EFFECTS OF ELECTRON DONORS ON ZIEGLER-NATTA CATALYZED ETHYLENE POLYMERIZATION AND COPOLYMERIZATION WITH 1-HEXENE BY QUANTUM CHEMICAL CALCULATIONS

Abstract

The investigation of ethylene insertion reaction pathway using Ziegler-Natta catalyst (ZNc) with the presence and absence of electron donors (EDs) systems on the (110) MgCl2 surface of the ethylene homopolymerization and ethylene/1-hexene copolymerization was carried out within the density functional theory (DFT) calculations. Firstly, the ethylene homopolymerization where EDs generated from mixing Mg(OEt)2 + SiCl4 + TiCl4 are Si(OEt)mCln (m + n = 4) in the catalytic system was considered. The coadsorption of four different EDs on the Mg atoms of catalyst surface was also investigated by the adsorption energy (Eads). The calculation shows the strongest coadsorption of Si(OEt)4 on (110) MgCl2 surface with the preferential bidentate mode. The potential energy surface (PES) maps indicated that the reaction mechanism of ethylene insertion to Ti-C bond at active center is pseudo-concerted mechanism.
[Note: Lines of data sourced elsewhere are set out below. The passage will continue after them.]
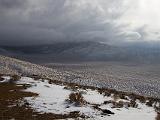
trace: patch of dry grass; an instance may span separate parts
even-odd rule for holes
[[[85,100],[84,100],[82,94],[79,93],[79,92],[77,92],[77,93],[71,93],[71,94],[69,95],[69,99],[68,99],[68,100],[69,100],[69,102],[71,102],[71,103],[75,103],[75,105],[80,105],[80,106],[82,106],[82,105],[85,104]]]
[[[157,113],[156,120],[160,120],[160,113]]]
[[[54,120],[66,118],[85,118],[79,112],[71,112],[68,114],[51,114],[38,113],[31,107],[29,103],[20,102],[24,97],[36,97],[38,94],[23,91],[28,85],[16,85],[15,80],[19,80],[18,76],[14,76],[11,82],[0,83],[0,120]]]

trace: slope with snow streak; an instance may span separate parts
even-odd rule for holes
[[[31,107],[36,111],[42,113],[56,113],[67,114],[73,111],[80,111],[81,114],[86,115],[89,119],[98,120],[155,120],[156,112],[153,107],[148,107],[145,104],[138,102],[138,108],[112,108],[111,104],[103,104],[106,100],[113,100],[113,98],[100,94],[97,90],[91,89],[77,89],[78,92],[83,91],[83,97],[88,102],[83,106],[74,106],[68,104],[66,99],[70,93],[75,92],[71,89],[64,89],[63,85],[49,84],[48,80],[35,81],[32,78],[22,77],[18,84],[30,84],[32,87],[26,91],[38,93],[36,98],[25,98]],[[107,109],[114,112],[114,115],[104,115],[101,111],[93,109],[93,104],[99,104],[101,109]]]

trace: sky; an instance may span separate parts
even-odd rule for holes
[[[0,0],[0,44],[160,41],[159,0]]]

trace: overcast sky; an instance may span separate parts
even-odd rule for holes
[[[159,0],[0,0],[0,44],[158,41]]]

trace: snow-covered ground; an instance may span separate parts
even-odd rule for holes
[[[7,81],[10,77],[3,77]],[[2,81],[1,81],[2,82]],[[66,89],[64,85],[49,84],[48,80],[34,80],[29,77],[22,77],[17,84],[29,84],[31,87],[25,91],[38,93],[37,97],[24,98],[30,106],[41,113],[69,114],[70,112],[79,111],[81,115],[88,116],[87,119],[95,120],[155,120],[157,113],[153,107],[148,107],[145,103],[138,104],[137,108],[122,107],[113,108],[112,103],[104,104],[104,101],[124,101],[129,100],[114,99],[113,95],[107,97],[100,94],[97,90],[91,89]],[[82,93],[86,104],[75,106],[67,102],[69,95],[73,92]],[[94,105],[98,105],[98,109]],[[102,110],[109,110],[114,114],[104,114]]]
We found that the EDs are not tended to decrease the (intrinsic) activation energy (Ea) but they stabilize the electron donor complexes and π-complexes by decreasing the apparent activation energy (Eaa). The obtained Eaa values found in the order of absence-ED > SiOEtCl3 > Si(OEt)2Cl2 > Si(OEt)3Cl > Si(OEt)4, respectively. Therefore, presence EDs in ZNc system can be lowered the Eaa where Si(OEt)4 is found to be the most suitable ED for ethylene homopolymerization. Secondly, the ethylene insertion pathway to the Ti-C bond at the Ti-HE (H=hexane, E=ethylene) growing chain with presence and absence of EDs systems in the ethylene/1-hexene copolymerization was investigated. Based on experimental data, the presence of Si(OEt)2(OtBu)(OiPr) donor molecule is the most active catalyst in which the strongest coadsorption was found. The optimized geometry was found in the preferential bidentate binding mode on (110) MgCl2 surface. The calculation here revealed that the C-C double bond of dynamic ethylene molecule can formed the stable π-complexes either orthogonal or parallel orientation to the Ti-C bond. Finally, the Si(OEt)2(OtBu)(OiPr) complex is the most active catalyst system due to the lowest Ea found from insertion of dynamic ethylene to either back and front side to the Ti-C bond at active center.